Mcap, my GSD's vet and I battled her itchy skin for over a year, she was at her vet's office at least 1-2 times a month (chronic ear infections, itchy paws, rash on belly...). It wasn't until I was reading a thread on Leerburg that I realized there was a dermatology specialty in veterinarian care. My vet never referred my GSD, I did. 

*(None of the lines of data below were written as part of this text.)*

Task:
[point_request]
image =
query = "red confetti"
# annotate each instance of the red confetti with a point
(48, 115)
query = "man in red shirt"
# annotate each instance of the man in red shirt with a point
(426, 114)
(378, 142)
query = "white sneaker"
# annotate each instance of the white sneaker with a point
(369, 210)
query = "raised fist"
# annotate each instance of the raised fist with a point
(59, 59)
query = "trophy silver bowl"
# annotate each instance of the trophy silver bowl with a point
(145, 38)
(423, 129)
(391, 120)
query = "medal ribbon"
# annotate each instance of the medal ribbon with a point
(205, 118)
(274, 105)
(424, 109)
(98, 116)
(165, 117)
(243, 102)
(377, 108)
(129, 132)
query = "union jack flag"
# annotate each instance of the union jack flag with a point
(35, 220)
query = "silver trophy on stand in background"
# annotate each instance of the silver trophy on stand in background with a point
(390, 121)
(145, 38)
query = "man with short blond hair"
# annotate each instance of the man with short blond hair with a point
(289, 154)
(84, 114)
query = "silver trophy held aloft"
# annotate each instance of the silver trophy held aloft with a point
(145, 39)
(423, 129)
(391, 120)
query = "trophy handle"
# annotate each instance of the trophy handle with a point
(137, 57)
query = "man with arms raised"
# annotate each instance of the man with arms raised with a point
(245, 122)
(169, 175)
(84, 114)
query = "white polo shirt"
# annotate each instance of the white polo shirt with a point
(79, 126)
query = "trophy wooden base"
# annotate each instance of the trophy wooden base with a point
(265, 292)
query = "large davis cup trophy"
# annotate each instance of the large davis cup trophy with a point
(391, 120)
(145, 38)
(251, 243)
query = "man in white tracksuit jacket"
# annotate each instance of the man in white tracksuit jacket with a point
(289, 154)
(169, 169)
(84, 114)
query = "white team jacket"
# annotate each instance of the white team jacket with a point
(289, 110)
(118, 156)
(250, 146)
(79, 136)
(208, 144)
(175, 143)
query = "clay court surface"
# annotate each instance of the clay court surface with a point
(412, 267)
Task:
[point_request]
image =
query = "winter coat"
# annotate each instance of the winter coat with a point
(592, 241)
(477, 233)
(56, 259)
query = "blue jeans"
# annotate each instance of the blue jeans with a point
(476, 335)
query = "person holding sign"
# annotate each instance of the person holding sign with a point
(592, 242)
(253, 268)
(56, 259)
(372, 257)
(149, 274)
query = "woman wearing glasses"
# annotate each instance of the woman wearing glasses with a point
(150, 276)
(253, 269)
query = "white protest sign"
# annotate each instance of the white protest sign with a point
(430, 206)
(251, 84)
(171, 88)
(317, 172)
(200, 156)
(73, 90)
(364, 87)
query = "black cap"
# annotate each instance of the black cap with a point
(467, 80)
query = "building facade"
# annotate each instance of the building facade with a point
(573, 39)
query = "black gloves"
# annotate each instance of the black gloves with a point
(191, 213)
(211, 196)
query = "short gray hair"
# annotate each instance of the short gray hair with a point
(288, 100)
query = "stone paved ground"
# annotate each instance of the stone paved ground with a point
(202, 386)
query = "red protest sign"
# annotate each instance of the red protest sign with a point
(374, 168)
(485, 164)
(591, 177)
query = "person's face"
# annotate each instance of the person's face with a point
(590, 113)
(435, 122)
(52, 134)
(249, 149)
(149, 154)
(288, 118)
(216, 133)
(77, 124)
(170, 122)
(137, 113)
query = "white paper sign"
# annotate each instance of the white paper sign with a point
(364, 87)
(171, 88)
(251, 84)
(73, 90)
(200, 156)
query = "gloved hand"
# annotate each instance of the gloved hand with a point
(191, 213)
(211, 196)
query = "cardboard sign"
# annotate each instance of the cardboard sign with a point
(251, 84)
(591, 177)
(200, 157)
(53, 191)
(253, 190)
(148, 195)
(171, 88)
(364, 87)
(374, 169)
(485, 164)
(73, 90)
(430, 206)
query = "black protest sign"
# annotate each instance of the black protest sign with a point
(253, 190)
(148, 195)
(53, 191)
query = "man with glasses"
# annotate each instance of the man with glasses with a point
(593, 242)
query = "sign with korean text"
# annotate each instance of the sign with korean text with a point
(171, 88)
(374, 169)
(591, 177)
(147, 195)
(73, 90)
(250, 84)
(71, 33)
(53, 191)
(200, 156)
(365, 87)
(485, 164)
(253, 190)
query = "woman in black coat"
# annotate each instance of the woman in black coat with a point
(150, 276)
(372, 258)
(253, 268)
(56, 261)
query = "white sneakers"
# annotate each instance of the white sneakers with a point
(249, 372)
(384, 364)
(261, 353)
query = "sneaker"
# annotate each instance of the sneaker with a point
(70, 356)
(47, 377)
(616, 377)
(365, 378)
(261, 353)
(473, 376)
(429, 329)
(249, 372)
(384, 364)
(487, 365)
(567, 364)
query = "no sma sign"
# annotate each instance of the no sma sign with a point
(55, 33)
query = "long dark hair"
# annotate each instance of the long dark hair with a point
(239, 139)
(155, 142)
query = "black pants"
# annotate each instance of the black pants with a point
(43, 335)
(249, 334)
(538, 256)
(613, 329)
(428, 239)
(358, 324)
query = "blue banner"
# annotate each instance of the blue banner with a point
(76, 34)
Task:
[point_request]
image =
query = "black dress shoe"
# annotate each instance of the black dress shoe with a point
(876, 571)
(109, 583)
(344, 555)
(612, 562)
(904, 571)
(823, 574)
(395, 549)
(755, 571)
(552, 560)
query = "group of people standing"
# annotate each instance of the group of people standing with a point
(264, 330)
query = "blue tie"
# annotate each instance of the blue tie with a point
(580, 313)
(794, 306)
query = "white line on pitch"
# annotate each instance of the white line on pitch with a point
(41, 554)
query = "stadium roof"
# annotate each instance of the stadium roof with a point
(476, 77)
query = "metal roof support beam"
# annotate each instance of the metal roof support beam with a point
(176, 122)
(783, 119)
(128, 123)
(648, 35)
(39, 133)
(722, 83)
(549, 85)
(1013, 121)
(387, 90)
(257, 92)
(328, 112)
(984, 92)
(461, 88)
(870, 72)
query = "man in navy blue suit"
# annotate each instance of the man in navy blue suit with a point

My GSD's struggle with itchy skin ended shortly after the derm vet visit, with the right combination of shampoo, allergy shots, and supplements, she made a 180 degree turn around within 5 months, by the time she returned for her follow-up 7 months later, she was totally symptom-free. Two derm vet visits were a lot less expensive than all those visits at her primary care vet. 

Just my two cents.


----------



## BowWowMeow (May 7, 2007)

True food allergies are relatively rare. Environmental allergies are much more common but that both have similar symptoms seems quite odd. I would suspect something contagious or environmental. Do you have rugs in your house?


----------



## Mcap (Mar 31, 2012)

> True food allergies are relatively rare. Environmental allergies are much more common but that both have similar symptoms seems quite odd. I would suspect something contagious or environmental. Do you have rugs in your house?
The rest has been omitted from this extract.